When her alarm goes off the next morning, she silences it and holds very still, listening in the dark. The house is utterly silent. By this time, Brooklyn is usually already awake, and she and Mom are downstairs chatting over the crunch of cereal and the clink of spoons. But no one is awake, and Ella doesn’t really want to go to school today and face…everything. Or everybody. So she curls up facing the wall and falls back to sleep almost immediately.
She wakes up again in a patch of sunlight and stretches like it’s a lazy Sunday. Now she hears her mom and Brooklyn, and she checks her phone briefly before remembering that it’s just a bunch of work. There’s a grunt down by her feet, and she finds Olaf looking at her reproachfully, like she’s interrupted the world’s most important nap. He’s so cute for an idiot, snowy white and soft with soulful eyes, and she likes snuggling him as long as he’s not covered in piss.
The dog follows her downstairs, and everything smells like lemon cleaner. Mom’s done her usual wipe job on the kitchen, hiding any evidence at all that something went wrong last night. The blood splotches are long gone, as are the beer bottles in the recycling bin. Only the marks of the aluminum bat remain, pockmarking the bathroom door and denting the wall beside it. That damage isn’t so easily erased. They took the bat away as evidence.
“Morning, honey.” Her mom smiles from one of the barstools at the kitchen counter, and Ella pauses. There’s something different about her mom besides the fact that her face and neck are mottled with bruises and bandages.
She’s…relaxed. Her smile is genuine. Ella realizes that for the last several years, her mom has been tense, like a human fist, her shoulders up around her ears and little lines of tension crumpling around her eyes and mouth. But now she looks like a mom in a commercial, like she always looks on their first day at the beach, before Dad starts growling and Brooklyn starts whining. She looks…well, if not happy, then as close as she’s been in a while.
Ella smiles back, a little tentative. “Hi. How are…I mean…” God, the right words don’t exist. “Are you okay?”
Her mom’s fingertips brush her jaw, where the biggest bruise is. “I’ll be okay.” Her brows scrunch down, the tension back. “How about you?
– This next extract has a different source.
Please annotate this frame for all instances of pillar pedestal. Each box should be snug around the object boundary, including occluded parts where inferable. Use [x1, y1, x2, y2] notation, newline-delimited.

That must’ve been scary.”
Ella’s fingers now hover around her own biggest bruise, and she’s about to answer honestly when she remembers that her mom doesn’t even know what happened to her in the parking lot with Hayden—she lied about that. Her mom is asking something else entirely.
To think: Two huge, earth-shattering, terrifying things happened yesterday, and yet here she is at the breakfast table, pouring a bowl of Cocoa Pebbles. And here the earth is, not shattered, everyone outside their house just going on as usual. Well, except for the new pandemic.
But her mom is asking about last night, and she’s waiting for an answer as Brooklyn happily munches and watches a cartoon on her tablet.
“Yeah, it was scary. Dad’s never…I guess…he hasn’t done that before, right?”